What about Oil-linked contracts?

In the past, many long term gas supply contracts have been priced using an "oil-equivalent" formula. This arose because of the illiquidity of gas markets at the time (c.f. oil markets) and gave a sound basis to forward price these contracts for both supplier and buyer. As with any commodity, the supplier is seeking to get the highest price possible and the buyer is looking to secure the lowest price.


In more recent times the huge amount of gas unlocked by the US Shale plays and other sources of unconventional gas, has substantially increased the amount of domestic gas available, driving down the price of Henry Hub Gas prices in the US. As a result many long term gas contracts are now much more expensive than spot Hub prices, causing consternation from those who have locked in gas prices at higher levels. Inevitably this has led to much talk during the past few years about de-linking the gas price from the traditional oil-linked mechanism.


But a glut of gas in the US doesn't necessarily translate into available supplies in the countries that need it. The gas still needs to be liquified and transported. There will also be a large lead time required to build liquefaction facilities, which require billions of dollars in capital.
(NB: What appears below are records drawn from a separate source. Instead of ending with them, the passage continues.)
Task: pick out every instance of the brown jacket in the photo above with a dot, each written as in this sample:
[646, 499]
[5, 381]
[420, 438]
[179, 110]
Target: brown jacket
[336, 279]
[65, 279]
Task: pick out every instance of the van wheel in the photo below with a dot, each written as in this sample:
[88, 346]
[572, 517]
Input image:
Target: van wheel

Several companies (twenty four as of July 2013) in the US have applied for LNG export licences, but without reducing the domestic supplies of gas, there is little scope for huge supplies of LNG from there. The US Energy Infomation Administration (EIA) is forecasting US exports to begin in 2016 at a rate of about 5 million tonnes per annum, increasing to 18 mpta by 2023. These figures may be revised upwards if economic growth exceeds the 2.5% used in forecasts.


If the price of oil begins to be driven by scarcity of oil, then a different mechanism may be justified. However the expansion of US gas supplies has been accompanied by an expansion of oil supplies as well, so this may be some way off yet.